The GAO Takes DoD to Task over JIE

Published: July 20, 2016

CybersecurityDEFENSEGAOInformation TechnologyJoint Information Environment (JIE)

The DoD plans to spend more than $1B on the Joint Information Environment by the end of fiscal 2016, an amount that has drawn the attention of Congress and the GAO.

The U.S. Government Accountability Office (GAO), the federal government’s budget and program watchdog, released a study recently criticizing the Department of Defense for lax governance and program management in its implementation of the Joint Information Environment (JIE). Finding that the DoD “has not fully defined [the] JIE’s scope or expected cost. [Defense] officials reported that assessing the cost of JIE is complex because of the size and the complexity of the department’s infrastructure and JIE’s implementation approach. However, without information about expected JIE costs, the ability of officials to oversee and make effective resource decisions is limited.” GAO investigators added that the DoD has also not adequately addressed the security of the JIE, claiming it “lacks a strategy to ensure required JIE security assessments are conducted,” resulting in the fact that “DoD risks having a deficient security posture” and that it will not be “able to ensure that it will have the appropriate workforce knowledge and skills needed to support JIE.”
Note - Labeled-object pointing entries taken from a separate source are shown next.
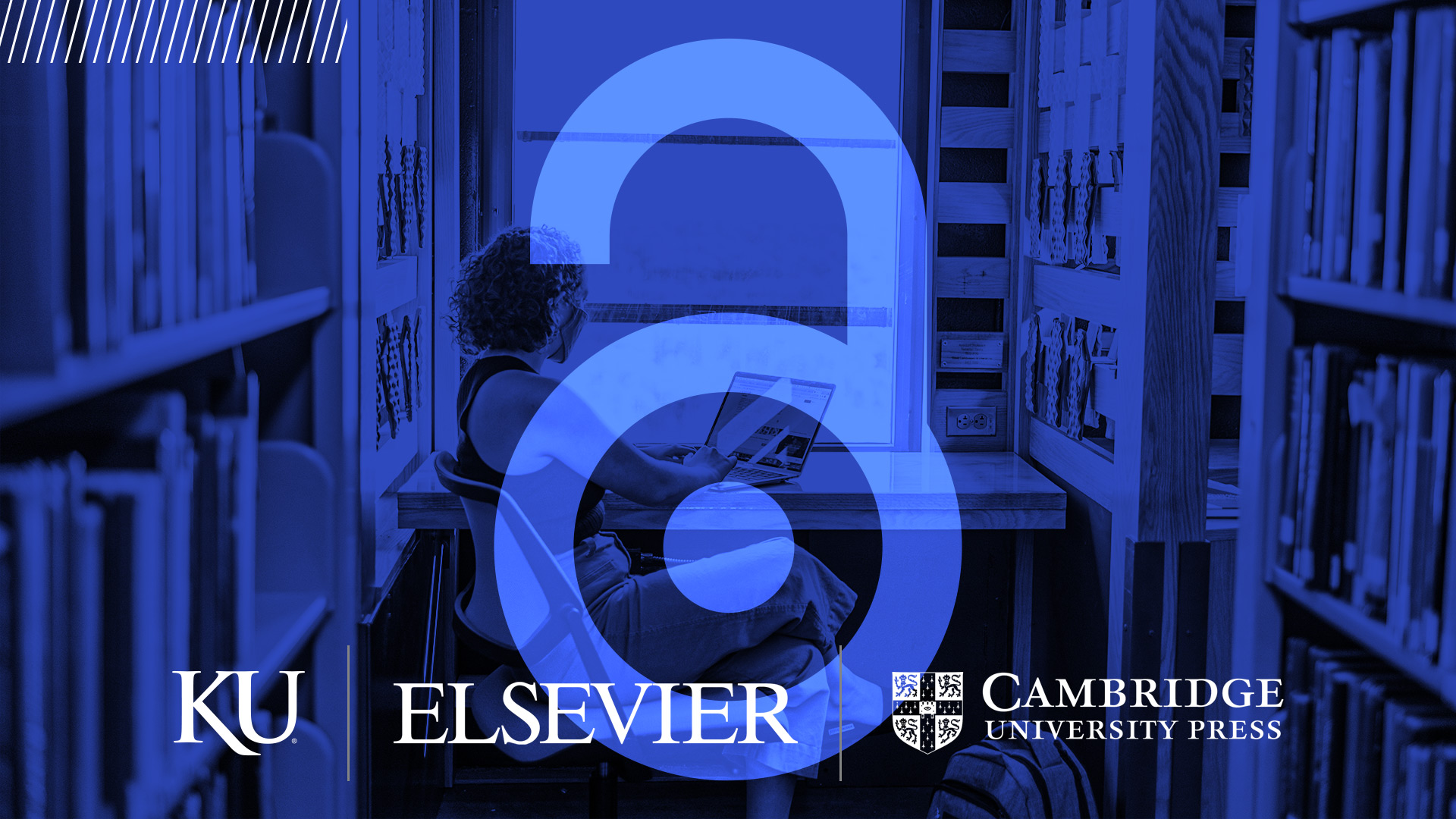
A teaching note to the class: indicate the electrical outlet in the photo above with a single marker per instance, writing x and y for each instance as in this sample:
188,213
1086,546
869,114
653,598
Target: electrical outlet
970,420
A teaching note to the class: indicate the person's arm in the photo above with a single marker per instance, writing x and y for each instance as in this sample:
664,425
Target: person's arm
650,482
566,430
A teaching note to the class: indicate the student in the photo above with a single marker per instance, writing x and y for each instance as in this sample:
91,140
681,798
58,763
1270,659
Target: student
514,315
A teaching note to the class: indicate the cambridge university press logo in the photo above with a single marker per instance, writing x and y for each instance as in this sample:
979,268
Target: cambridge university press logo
928,708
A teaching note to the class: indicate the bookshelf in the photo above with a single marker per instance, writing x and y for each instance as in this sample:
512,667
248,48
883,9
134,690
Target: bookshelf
1370,576
153,352
974,102
178,444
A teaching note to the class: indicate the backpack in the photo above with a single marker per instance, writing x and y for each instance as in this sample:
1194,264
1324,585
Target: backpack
1014,779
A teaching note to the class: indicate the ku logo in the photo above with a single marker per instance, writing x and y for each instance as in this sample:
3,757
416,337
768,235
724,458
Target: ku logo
196,706
928,708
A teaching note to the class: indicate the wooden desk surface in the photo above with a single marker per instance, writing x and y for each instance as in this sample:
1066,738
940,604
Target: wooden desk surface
995,490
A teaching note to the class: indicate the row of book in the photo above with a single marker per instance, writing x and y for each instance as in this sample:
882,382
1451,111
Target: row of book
156,171
124,558
1366,497
1376,126
1362,739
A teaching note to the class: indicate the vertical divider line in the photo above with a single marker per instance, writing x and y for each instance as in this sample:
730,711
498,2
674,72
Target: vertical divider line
348,713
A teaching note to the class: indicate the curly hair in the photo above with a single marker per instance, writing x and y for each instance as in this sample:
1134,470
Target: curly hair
504,302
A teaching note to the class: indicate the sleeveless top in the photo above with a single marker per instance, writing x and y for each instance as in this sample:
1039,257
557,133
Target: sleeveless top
590,512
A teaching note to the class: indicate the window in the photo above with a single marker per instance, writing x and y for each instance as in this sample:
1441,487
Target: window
727,215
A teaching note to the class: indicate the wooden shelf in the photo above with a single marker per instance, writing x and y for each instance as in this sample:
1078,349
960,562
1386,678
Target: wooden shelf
1373,302
1367,632
1315,12
1081,293
155,352
1084,465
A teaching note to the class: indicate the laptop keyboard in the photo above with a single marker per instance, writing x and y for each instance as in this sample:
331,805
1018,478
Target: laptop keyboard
750,474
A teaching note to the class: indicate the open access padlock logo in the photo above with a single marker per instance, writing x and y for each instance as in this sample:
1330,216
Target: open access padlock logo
839,123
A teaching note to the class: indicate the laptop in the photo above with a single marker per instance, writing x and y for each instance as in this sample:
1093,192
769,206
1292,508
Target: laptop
769,425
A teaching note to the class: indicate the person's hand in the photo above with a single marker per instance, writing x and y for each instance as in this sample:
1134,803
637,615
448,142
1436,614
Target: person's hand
669,450
708,460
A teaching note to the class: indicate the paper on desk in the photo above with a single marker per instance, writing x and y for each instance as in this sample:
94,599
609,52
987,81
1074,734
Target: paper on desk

DoD responded to the GAO’s findings by claiming that “the JIE is not a program of record or an acquisition program.” Rather, the JIE “is a construct for managing improvement and modernization of DoD’s IT infrastructure and the associated operational concepts, and does not have a discrete beginning or ending such as would be expected with a program. Furthermore, according to the JIE implementation strategy, the department plans to use existing DoD component programs, initiatives, technical refresh plans, acquisition processes, and funding to deploy and migrate the existing infrastructure to JIE standards.”

Here we have the crux of the dilemma. The DoD has always defined the JIE as an “initiative” or a desired end-state, not as an official program with definable parameters. Undoubtedly, the JIE’s squishy design concept is motivated in part by a desire to escape the budgetary and reporting confines of a formal defense Program of Record (PoR). However, according to my understanding of the initiative, there are other good reasons why JIE had been pursued in a non-programmatic manner.

The first of these is of course complexity. The JIE is truly a joint effort that spans all the military departments and defense agencies. It is a massive undertaking that requires budgetary and personnel resources from a large variety of participants. Compressing these into a single PoR might be well-nigh impossible. The second reason is the structure of federal budgeting. Because the JIE is largely a hardware intensive activity it makes sense to use tech refresh budgets to implement the new network and server stack gear required for the basic architecture. The DoD finds itself on the receiving end of 43,000 attempted intrusions into its networks daily. Faced with a threat of that magnitude, the DoD settled on a strategy for rapidly implementing a new network security construct – the JIE.

The GAO’s critique of the DoD’s JIE implementation is based on the fact that the DoD isn’t following accepted best practices for program management and budgeting. The criticism is valid, but the GAO also appears to be comparing apples and oranges. The JIE could almost certainly benefit from stronger governance by the DoD CIO and by better training of workforce personnel to address skillset and security shortfalls and DoD has embarked on an effort to address this by standing up the Cyber Mission Force (CMF). Ultimately, it will be the automated tools wielded by CMF cyber warriors that police the JIE and ensure the safety of the DoD Information Network (DoDIN), not better program management or bureaucratic governance.